Dado que el silencio se prolongaba, quiso hacerme el asunto más fácil. «Imagínate que estás ante una sala llena, frente a un público que no sabe nada de tu vida; comienza.»

—De acuerdo, voy a comenzar. No es sencillo así, con dos personas, en un salón, y cuando tú misma sabes tantas cosas sobre aquella época. Pero voy a intentarlo. Deja que me concentre un momento.

De nuevo, se produjo un largo silencio.

—Clara, querría que me hicieses una promesa. Sea lo que sea lo que pueda contar, no me interrumpas, bajo ningún pretexto, antes de que te diga: he terminado; y sobre todo no me mires; mira solamente tu cuaderno de notas.

—¡Prometido!

Ella sonreía ante mis chiquilladas; perpleja, quizá enternecida. Hubo un nuevo silencio. Después, dije estas palabras, que todavía no he olvidado:

—He reflexionado mucho desde nuestro último encuentro y ahora sé, sin la más mínima sombra de duda, que estoy enamorado de ti. Eres la mujer de mi vida y en ella no habrá jamás ninguna otra. Te amo con todo mi ser cuando estás aquí y te amo cuando no lo estás. Si no sientes lo mismo, no insisto; es un sentimiento tan potente y tan espontáneo que debe adueñarse de ti totalmente, no es un afecto que pueda adquirirse con el tiempo. Ahora bien, si no lo sientes, dentro de un minuto hablaremos de otra cosa y ya no te molestaré nunca. Pero si, por fortuna, sientes lo mismo que yo, en tal caso soy el ser más feliz del mundo; y te pregunto: Clara, ¿quieres ser mi esposa? Te amaré hasta mi último aliento…

Lo había recitado de una tirada, por miedo a que me interrumpiese, por miedo a trabucarme con las palabras. No la había mirado ni una sola vez. Y, cuando me hube callado, tampoco la miré. Tenía miedo de ver en sus ojos algo que pudiera parecerse a la indiferencia, o a la compasión. O incluso a la sorpresa, porque, aunque sabía a ciencia cierta que la había sorprendido con aquella declaración, cualquier manifestación de sorpresa me habría hecho pensar que no teníamos la misma predisposición; y cuanto ella hubiera podido decir, tras eso, no habría sido más que cortesía y consuelo.

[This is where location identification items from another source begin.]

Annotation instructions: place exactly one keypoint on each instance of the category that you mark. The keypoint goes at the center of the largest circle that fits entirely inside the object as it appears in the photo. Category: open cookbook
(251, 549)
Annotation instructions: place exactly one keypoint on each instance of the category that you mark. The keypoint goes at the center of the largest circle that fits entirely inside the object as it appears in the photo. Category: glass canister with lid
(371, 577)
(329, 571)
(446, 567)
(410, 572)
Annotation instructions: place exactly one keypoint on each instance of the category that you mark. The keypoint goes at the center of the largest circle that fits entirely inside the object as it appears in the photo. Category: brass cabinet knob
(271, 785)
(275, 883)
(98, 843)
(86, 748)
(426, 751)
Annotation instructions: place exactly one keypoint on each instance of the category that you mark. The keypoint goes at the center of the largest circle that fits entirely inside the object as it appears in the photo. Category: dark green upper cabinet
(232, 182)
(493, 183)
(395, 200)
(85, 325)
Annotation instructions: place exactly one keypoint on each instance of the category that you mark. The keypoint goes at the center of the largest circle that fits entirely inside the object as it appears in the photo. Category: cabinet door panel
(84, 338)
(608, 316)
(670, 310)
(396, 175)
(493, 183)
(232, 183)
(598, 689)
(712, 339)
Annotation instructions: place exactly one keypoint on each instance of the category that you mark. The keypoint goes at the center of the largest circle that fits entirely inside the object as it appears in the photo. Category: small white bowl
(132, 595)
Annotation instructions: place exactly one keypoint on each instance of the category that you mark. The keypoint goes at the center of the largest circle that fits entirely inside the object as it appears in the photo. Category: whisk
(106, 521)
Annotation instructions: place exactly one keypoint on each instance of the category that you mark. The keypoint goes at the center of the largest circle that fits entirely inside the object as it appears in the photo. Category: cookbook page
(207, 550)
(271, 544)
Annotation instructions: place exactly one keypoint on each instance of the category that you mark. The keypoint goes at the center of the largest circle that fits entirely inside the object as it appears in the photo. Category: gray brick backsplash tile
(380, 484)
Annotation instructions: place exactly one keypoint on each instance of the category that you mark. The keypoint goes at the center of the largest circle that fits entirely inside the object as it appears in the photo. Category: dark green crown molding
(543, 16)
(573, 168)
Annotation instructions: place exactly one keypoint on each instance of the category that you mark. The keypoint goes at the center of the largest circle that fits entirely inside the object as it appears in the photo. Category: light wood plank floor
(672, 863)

Así que no miraba, y si hubiera podido apartar los oídos como apartaba la vista, lo habría hecho. Porque, tanto como en su mirada, temía oír en sus palabras, en la entonación de su voz, la indiferencia, la compasión… Solo oía su respiración, cálida como un suspiro.

—Sí.

Había dicho «sí».

La respuesta más hermosa, la más sencilla y, sin embargo, la que menos esperaba.

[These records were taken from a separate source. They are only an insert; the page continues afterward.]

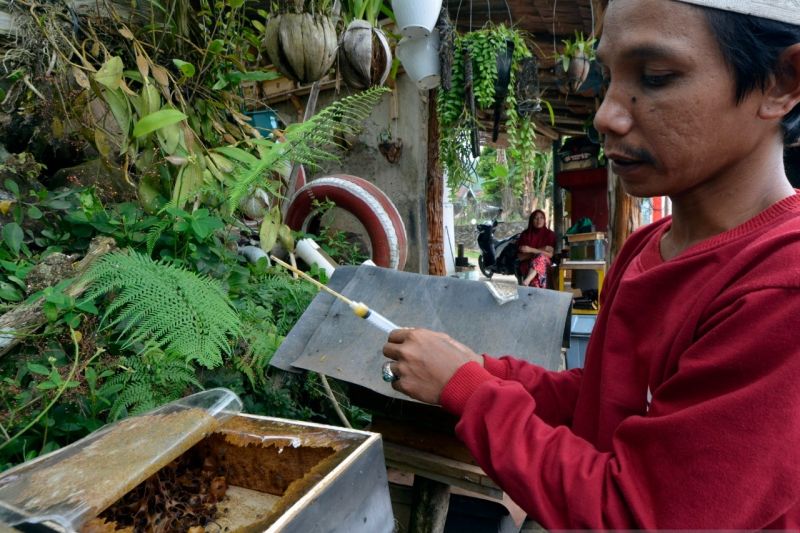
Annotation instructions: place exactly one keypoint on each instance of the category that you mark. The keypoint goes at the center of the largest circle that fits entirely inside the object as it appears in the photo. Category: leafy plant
(577, 47)
(148, 380)
(306, 142)
(165, 306)
(302, 6)
(455, 122)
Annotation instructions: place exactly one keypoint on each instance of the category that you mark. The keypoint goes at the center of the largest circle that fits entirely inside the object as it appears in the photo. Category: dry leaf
(142, 64)
(161, 75)
(80, 78)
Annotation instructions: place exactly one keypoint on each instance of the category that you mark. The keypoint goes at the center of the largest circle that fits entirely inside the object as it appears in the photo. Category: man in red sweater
(687, 413)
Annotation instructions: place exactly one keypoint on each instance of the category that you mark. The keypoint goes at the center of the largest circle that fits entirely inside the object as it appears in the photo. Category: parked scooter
(497, 257)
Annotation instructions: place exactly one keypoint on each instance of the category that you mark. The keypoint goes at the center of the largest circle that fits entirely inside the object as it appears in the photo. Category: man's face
(670, 118)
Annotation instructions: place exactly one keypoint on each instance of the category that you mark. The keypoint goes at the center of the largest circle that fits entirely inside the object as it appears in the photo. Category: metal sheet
(295, 342)
(343, 346)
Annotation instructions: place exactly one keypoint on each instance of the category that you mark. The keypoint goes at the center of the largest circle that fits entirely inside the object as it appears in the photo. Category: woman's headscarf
(531, 227)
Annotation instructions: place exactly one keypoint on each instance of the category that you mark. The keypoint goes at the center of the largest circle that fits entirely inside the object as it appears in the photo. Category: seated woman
(535, 250)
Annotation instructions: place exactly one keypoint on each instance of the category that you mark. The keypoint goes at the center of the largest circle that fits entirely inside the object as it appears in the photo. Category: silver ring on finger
(388, 375)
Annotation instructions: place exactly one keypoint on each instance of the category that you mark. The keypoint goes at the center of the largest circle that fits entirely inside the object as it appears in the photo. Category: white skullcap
(781, 10)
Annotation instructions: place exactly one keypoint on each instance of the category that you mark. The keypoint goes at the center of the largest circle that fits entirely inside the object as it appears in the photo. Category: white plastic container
(416, 18)
(420, 58)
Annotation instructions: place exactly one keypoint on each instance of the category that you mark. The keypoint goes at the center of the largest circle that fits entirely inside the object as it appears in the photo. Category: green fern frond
(166, 306)
(307, 142)
(151, 379)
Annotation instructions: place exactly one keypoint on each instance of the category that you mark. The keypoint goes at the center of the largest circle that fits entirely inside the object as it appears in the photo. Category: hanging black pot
(365, 58)
(577, 72)
(301, 45)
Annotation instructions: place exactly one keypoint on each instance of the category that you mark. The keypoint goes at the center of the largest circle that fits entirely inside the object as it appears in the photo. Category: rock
(108, 180)
(50, 271)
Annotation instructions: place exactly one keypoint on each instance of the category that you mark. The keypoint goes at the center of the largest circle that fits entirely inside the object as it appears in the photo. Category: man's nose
(614, 115)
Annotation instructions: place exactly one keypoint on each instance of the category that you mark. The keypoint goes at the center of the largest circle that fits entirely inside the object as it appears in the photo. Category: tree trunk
(624, 214)
(429, 506)
(28, 317)
(435, 194)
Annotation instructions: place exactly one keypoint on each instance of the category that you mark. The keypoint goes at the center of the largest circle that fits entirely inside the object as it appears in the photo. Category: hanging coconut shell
(301, 45)
(365, 57)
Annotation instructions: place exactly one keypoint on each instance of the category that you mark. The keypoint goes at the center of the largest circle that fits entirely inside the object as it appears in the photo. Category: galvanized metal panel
(352, 499)
(331, 340)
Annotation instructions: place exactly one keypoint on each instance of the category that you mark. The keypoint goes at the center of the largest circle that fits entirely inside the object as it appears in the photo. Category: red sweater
(687, 412)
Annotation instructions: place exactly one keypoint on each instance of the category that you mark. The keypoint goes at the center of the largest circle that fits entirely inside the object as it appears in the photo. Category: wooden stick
(305, 276)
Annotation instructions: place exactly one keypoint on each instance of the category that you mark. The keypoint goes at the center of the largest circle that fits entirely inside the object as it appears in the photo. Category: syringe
(373, 317)
(360, 309)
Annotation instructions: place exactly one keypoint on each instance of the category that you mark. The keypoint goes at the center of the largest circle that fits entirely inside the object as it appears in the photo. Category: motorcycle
(497, 256)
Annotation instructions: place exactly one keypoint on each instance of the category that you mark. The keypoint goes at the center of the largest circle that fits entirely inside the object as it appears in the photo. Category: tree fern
(159, 304)
(306, 142)
(148, 381)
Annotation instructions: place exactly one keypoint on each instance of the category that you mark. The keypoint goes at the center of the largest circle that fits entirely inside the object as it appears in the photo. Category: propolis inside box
(200, 466)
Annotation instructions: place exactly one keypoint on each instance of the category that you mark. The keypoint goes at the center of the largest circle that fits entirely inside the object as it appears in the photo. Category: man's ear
(783, 91)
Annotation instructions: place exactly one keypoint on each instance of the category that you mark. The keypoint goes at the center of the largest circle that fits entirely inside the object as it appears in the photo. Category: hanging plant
(574, 62)
(300, 39)
(494, 96)
(365, 58)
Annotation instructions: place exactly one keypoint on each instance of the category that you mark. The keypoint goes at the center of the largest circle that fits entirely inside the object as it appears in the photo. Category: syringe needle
(360, 309)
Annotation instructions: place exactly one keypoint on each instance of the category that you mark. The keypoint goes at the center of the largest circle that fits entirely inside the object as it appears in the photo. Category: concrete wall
(404, 181)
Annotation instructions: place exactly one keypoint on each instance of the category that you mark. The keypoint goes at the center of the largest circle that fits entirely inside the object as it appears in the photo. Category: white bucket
(420, 58)
(416, 18)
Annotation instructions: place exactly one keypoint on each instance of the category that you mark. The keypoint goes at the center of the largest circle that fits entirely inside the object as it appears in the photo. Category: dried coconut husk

Podía haberse lanzado a fórmulas rebuscadas para explicar que, en aquellas circunstancias, no parecía posible que… La habría interrumpido brutalmente para decirle: «¡No hablemos más de ello!». Ella me habría hecho prometer que, pese a todo, seguiríamos siendo buenos amigos; yo habría dicho: «Por supuesto», pero nunca habría querido volver a verla, ni oír pronunciar su nombre.

Habría podido, a la inversa, explicarme que también ella sentía lo mismo desde nuestro primer encuentro… Yo habría sabido qué decir, qué hacer.

Este simple «sí», este «sí» seco, me dejaba sin voz.

Casi tenía ganas de preguntarle: «¿Sí, qué?». Porque podía, simplemente, haber querido decir: «Sí, lo he entendido»; «Sí, tomo nota»; «Sí, lo pensaré».

La miré inquieto, incrédulo.

Se trataba del auténtico «sí», del «sí» más puro. Con lágrimas en los ojos y una sonrisa de mujer amada.